The officer directed Ramirez to an elevator. He descended to the eighth sublevel and exited to a single room with a glass divider, behind which drowsed a clerk. Above the glass, a sign proclaimed: Evidence Room.

“What can I do for you, Agent Ramirez?” the paunchy middle-aged clerk asked, once the agent had shown his ID.

“Last month, we busted six Mus—ah, radicals in Kansas.” At Homeland, religious profiling of non-Christians was frowned upon; if the clerk reported him, it could be a blot on his record. “In their possession were a number of canisters of aerosolized Vx. Has that been destroyed?”

“Let me check.” The clerk tapped his screen with a two-finger tattoo. “Ah, no, still here, waiting for the HazMat team to pick up.”

“Good.” Ramirez allowed his feral grin to break through. “How much is there?”
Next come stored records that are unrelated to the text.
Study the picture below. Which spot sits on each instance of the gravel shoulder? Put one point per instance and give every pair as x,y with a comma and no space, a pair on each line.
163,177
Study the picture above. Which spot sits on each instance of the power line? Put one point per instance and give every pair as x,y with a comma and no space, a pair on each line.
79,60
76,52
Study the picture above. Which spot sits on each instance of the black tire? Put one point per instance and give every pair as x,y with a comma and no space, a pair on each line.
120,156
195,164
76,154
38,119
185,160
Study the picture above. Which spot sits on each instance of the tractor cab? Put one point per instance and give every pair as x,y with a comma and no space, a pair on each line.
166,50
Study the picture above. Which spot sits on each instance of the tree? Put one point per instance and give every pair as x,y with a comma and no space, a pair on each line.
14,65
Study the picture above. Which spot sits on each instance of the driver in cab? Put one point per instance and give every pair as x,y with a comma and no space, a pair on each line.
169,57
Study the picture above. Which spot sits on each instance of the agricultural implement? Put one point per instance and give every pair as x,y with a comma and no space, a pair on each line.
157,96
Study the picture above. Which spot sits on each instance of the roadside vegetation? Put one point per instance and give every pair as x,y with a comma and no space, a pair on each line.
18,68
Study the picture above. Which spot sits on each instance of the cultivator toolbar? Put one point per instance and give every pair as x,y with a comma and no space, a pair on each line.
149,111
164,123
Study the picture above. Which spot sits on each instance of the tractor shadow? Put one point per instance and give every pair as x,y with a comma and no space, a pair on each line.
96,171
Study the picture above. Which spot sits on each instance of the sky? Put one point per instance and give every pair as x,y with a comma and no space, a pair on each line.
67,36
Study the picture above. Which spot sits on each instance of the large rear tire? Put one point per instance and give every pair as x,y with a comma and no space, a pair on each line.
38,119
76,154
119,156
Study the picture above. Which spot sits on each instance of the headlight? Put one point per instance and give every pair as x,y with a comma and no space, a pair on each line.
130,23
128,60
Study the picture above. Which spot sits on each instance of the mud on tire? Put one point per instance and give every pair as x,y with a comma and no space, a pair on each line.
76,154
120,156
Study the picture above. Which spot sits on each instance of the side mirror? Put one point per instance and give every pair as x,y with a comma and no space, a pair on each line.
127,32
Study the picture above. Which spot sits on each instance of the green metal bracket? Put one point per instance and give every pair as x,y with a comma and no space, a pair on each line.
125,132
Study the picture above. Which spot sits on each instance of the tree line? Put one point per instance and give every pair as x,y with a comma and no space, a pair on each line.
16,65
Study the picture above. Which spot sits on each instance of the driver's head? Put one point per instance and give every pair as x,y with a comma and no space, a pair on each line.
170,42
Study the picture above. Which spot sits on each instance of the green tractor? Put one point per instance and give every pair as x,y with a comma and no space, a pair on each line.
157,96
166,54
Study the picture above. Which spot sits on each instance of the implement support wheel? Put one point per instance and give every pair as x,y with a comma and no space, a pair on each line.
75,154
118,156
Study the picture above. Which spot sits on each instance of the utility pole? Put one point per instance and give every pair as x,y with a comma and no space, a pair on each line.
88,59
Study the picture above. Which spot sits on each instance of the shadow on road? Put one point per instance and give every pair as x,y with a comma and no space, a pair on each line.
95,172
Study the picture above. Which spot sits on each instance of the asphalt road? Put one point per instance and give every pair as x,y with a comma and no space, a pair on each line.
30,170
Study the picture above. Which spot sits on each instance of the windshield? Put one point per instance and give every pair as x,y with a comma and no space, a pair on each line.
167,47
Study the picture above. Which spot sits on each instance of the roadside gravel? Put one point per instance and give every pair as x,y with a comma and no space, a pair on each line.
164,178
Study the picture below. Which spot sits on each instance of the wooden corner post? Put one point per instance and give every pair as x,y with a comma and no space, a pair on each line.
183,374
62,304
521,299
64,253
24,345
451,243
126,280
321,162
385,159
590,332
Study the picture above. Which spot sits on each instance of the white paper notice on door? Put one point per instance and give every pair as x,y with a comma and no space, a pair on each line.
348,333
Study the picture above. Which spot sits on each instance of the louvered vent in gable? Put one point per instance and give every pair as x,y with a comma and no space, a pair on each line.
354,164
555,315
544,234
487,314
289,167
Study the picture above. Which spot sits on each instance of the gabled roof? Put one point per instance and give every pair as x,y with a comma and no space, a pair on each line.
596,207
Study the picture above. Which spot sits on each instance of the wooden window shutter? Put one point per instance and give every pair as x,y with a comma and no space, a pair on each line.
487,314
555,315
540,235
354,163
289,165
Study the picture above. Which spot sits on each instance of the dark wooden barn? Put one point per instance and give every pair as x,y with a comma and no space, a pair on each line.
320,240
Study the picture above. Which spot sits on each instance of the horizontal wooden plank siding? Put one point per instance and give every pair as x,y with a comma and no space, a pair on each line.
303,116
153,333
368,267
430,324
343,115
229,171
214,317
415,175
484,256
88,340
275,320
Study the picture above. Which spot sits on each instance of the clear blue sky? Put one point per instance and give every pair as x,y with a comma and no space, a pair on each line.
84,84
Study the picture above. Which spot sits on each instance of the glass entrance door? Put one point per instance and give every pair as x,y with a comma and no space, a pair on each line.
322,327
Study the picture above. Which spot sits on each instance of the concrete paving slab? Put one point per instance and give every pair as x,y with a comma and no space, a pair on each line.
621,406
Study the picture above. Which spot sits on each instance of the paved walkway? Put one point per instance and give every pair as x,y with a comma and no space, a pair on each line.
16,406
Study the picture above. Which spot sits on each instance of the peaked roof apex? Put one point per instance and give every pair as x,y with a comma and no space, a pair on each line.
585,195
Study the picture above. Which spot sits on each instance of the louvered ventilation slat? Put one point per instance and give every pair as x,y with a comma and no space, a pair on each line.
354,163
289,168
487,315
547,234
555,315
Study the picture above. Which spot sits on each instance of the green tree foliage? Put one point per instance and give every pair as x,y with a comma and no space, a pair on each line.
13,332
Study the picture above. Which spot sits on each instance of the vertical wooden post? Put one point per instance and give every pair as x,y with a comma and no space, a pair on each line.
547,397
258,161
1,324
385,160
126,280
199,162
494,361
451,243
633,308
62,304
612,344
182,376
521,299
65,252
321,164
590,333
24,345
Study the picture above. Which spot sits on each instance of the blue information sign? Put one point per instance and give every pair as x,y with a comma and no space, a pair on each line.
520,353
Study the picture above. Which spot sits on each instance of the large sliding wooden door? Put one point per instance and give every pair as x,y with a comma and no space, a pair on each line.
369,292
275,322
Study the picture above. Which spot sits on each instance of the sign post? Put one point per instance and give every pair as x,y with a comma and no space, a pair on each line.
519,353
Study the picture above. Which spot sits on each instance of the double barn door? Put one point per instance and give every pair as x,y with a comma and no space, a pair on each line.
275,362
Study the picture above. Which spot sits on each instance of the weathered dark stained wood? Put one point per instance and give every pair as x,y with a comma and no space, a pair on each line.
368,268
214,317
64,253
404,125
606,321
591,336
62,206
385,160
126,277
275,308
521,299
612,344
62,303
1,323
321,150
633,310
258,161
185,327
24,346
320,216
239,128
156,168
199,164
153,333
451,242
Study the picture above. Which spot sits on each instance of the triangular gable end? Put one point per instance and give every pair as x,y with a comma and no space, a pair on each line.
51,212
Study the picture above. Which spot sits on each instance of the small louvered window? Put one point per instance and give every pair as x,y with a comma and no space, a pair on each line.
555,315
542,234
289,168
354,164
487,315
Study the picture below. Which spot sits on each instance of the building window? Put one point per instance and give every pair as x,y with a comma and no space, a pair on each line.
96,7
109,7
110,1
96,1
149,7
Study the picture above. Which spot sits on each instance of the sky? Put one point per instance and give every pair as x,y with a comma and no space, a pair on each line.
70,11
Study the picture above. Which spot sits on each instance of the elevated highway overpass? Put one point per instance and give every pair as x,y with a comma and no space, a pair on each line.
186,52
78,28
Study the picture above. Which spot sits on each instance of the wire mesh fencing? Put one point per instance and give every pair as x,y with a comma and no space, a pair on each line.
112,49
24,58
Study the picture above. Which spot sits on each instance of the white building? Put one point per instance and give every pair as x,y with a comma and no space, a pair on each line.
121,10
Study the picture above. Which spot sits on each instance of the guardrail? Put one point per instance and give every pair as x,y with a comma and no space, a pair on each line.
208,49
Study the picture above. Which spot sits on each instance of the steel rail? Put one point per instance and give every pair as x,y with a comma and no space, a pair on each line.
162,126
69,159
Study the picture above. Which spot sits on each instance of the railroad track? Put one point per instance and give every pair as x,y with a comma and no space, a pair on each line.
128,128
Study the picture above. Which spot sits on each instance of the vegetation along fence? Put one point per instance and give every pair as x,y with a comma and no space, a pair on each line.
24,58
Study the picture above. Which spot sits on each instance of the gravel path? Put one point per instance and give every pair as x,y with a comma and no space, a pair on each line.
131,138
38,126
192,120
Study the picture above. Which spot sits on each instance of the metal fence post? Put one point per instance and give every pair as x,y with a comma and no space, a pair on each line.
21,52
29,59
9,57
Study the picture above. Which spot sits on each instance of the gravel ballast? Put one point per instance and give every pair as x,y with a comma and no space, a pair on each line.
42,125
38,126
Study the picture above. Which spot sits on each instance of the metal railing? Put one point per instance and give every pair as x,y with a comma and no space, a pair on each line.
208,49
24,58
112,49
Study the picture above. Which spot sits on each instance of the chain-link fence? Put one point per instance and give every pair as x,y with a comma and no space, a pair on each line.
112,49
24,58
The clerk blinked and focused on his display. “Um, says here six canisters, twenty kilos each, with air disbursement nozzles.”

Ramirez ran the math in his head. A dose as small as ten milligrams was fatal to a human. One hundred and twenty kilos equated to... twelve thousand grams, so the eight canisters represented enough Vx to kill twelve million people, under optimal dispersal conditions.

Like say, in a tunnel.

“Give me all of it,” Ramirez ordered.